Un atto unico che interpreta in modo originale, con il linguaggio non verbale della danza, il Diario di Anna Frank, la giovane ebrea deportata ad Auschwitz e poi a Bergen-Belsen, e morta di stenti e di tifo nel 1945. Un documento sulla Shoah che molti giovani oggi non conoscono e che è stato portato in scena dall’attore (nel ruolo di Otto Frank) e autore del testo Daniele Cauduro e dai danzatori professionisti (Manuel William Rapicano, Alessia De Fazio, Jacopo Ballabio e Maria Caterina Del Sole) che hanno affiancato una parte degli allievi di Danza, tutti adolescenti, e la protagonista, nel ruolo di Anna, Cristina Pini, giovane allieva dei corsi di danza di Colisseum e del liceo del Gallio dove ieri il docufilm è stato presentato. Il 27 gennaio alle ore 10.15 è stato organizzato uno streaming a carattere nazionale e un webinar dedicato alle scuole secondarie di primo e secondo grado di tutta Italia che andrà in diretta proprio dal Gallio di Como. A far da sfondo a questo viaggio le immagini dello spettacolo teatrale in alcuni dei passaggi salienti unite a quelle di repertorio dell’epoca, un’accurata scelta fotografica degli anni che hanno segnato la storia nella crudeltà dei campi di concentramento e della deportazione.
Sarà inoltre possibile ascoltare l’intervista di Samuel Modiano, deportato ebreo italiano, superstite dell’Olocausto e sopravvissuto al campo di sterminio di Auschwitz-Birkenau. Infine la presenza di Federica Pannocchia, presidente dell’associazione “Un Ponte per Anna Frank”, partner italiano della Casa di Anna Frank di Amsterdam, completa la missione del ricordo e della divulgazione storica, mentre risuoneranno le parole del celebre diario della giovane olandese nella voce di Beatrice Baldaccini, attrice e cantante professionista.
Non è casuale la presenza del Gallio che ebbe come rettore, negli anni della guerra, padre Giovanni Ferro, per il quale è avviata la causa di canonizzazione: egli accolse proprio al collegio Gallio un ragazzo ebreo per tutto il tempo della persecuzione nazista. L’appuntamento sarà riservato alle prime 1.000 scuole che si registreranno facendo richiesta ufficiale del link all’indirizzo di posta elettronica: progettiscuole@colisseum.it, già 72 quelle prenotate, di cui 2 a Como e molte dalla Sicilia.

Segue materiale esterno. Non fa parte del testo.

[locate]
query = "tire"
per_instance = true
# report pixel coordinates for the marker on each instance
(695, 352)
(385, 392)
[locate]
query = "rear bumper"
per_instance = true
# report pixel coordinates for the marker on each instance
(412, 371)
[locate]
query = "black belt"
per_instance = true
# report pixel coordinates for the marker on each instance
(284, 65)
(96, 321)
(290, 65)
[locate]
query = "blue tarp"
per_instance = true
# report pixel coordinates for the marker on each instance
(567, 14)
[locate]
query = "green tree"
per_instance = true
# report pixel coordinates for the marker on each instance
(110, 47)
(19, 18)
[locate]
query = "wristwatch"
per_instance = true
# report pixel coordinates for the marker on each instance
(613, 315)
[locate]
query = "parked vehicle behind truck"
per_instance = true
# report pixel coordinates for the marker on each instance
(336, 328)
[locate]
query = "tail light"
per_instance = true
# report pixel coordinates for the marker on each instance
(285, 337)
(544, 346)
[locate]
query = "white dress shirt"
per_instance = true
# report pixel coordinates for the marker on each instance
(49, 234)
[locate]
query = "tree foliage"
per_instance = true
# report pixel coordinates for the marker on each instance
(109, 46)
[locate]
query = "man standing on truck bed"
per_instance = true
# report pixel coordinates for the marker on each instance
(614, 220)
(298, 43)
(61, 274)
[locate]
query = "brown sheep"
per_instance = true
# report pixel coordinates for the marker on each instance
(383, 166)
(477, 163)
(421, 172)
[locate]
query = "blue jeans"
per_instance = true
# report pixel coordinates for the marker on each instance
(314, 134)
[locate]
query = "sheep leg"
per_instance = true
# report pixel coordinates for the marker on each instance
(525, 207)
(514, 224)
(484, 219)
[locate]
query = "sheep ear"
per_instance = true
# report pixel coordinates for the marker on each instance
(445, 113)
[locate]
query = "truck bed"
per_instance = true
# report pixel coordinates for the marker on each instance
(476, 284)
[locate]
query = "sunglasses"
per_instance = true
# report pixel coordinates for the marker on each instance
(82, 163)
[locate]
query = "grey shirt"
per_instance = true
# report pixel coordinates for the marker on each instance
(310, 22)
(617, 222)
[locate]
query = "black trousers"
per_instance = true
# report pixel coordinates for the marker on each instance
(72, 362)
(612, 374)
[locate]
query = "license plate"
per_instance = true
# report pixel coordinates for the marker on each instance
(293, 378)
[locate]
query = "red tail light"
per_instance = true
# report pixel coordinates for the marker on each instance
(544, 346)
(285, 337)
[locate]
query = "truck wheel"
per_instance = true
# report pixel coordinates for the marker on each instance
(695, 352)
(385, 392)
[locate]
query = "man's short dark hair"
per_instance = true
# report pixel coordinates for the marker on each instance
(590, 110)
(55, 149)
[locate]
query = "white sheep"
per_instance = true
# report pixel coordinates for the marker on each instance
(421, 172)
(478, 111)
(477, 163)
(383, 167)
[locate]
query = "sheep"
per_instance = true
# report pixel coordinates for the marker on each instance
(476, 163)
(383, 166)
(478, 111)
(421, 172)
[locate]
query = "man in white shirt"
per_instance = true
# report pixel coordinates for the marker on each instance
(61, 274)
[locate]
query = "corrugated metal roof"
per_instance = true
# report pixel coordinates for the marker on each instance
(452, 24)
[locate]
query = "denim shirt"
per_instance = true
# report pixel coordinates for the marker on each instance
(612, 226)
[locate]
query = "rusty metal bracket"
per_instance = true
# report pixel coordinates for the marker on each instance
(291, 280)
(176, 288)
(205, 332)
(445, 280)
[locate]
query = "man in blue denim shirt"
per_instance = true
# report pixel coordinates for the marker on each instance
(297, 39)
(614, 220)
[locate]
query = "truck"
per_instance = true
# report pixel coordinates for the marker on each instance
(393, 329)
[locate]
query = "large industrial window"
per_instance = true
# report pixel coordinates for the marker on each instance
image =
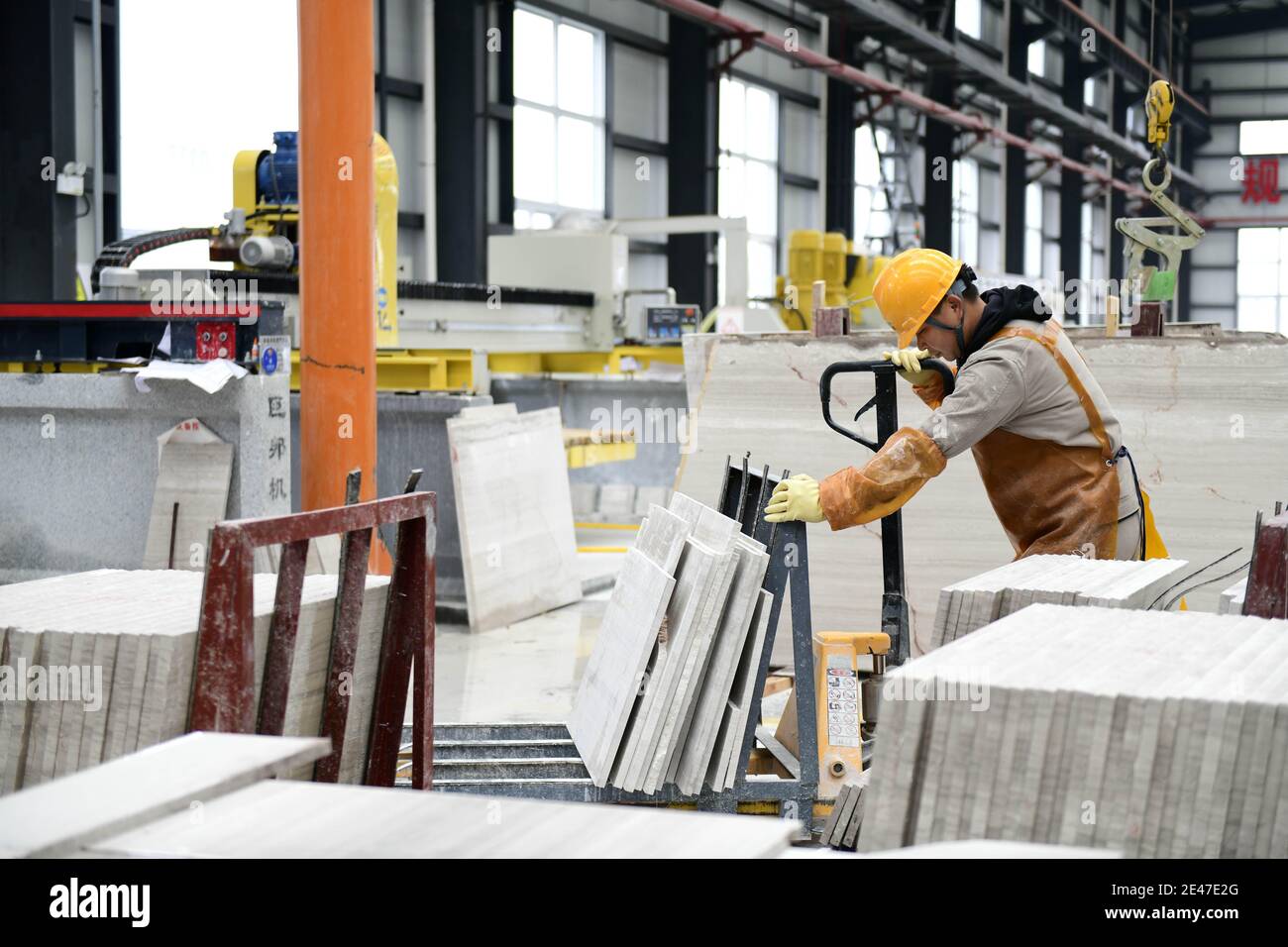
(1263, 137)
(1037, 58)
(1033, 231)
(183, 180)
(558, 119)
(748, 175)
(1263, 278)
(871, 208)
(966, 211)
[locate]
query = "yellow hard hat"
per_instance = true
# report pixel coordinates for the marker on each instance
(911, 286)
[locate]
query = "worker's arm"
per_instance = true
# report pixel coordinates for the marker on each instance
(988, 393)
(926, 384)
(984, 398)
(896, 474)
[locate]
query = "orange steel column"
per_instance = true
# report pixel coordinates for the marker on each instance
(338, 198)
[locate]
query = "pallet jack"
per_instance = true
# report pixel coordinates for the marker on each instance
(539, 761)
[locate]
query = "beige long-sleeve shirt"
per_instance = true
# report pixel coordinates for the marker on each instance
(1016, 384)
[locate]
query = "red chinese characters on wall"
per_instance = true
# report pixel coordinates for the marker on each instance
(1261, 180)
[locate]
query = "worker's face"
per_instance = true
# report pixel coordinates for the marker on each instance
(941, 343)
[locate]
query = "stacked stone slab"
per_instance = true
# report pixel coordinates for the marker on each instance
(1070, 579)
(514, 513)
(95, 665)
(671, 661)
(1154, 733)
(1232, 598)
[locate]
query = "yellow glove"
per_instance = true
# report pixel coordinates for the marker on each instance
(910, 365)
(795, 499)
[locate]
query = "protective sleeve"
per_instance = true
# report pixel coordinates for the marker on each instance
(885, 483)
(988, 393)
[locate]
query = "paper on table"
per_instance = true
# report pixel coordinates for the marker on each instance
(209, 376)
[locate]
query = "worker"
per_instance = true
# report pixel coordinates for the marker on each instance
(1044, 438)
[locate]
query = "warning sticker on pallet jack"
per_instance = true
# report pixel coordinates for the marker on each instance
(842, 706)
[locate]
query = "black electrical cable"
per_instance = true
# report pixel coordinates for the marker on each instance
(1183, 581)
(1183, 592)
(1140, 499)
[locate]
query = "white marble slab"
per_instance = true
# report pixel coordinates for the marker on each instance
(514, 513)
(65, 814)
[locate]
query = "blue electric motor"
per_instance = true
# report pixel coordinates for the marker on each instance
(278, 174)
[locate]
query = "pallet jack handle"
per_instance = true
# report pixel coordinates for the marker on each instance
(884, 398)
(894, 605)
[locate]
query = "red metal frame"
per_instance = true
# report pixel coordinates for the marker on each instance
(223, 696)
(1266, 594)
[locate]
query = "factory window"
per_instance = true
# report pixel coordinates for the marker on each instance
(1267, 137)
(558, 119)
(1037, 58)
(966, 211)
(183, 180)
(967, 16)
(871, 206)
(1033, 231)
(1263, 278)
(748, 174)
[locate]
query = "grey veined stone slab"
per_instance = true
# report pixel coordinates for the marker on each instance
(1151, 733)
(616, 668)
(514, 512)
(104, 664)
(665, 693)
(973, 603)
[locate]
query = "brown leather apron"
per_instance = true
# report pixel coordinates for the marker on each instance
(1052, 497)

«Abbiamo il dovere di portare
il nostro pubblico a ragionare, è questo lo scopo del teatro, che è una cosa viva» ha detto ieri al Gallio l’attore Daniele Cauduro. Gli ha fatto eco il regista Tony Lofaro: «Abbiamo lavorato con attori professionisti e allievi di danza di varie età, volevamo che rappresentassero soprattutto delle persone perché la tragedia della shoah riguarda tutti, senza distinzioni». «Recitare e danzare nei panni di Anna Frank è stata una emozione fortissima – ha detto Cristina Pini – una delle poche cose belle di un 2020 maledetto dalla pandemia».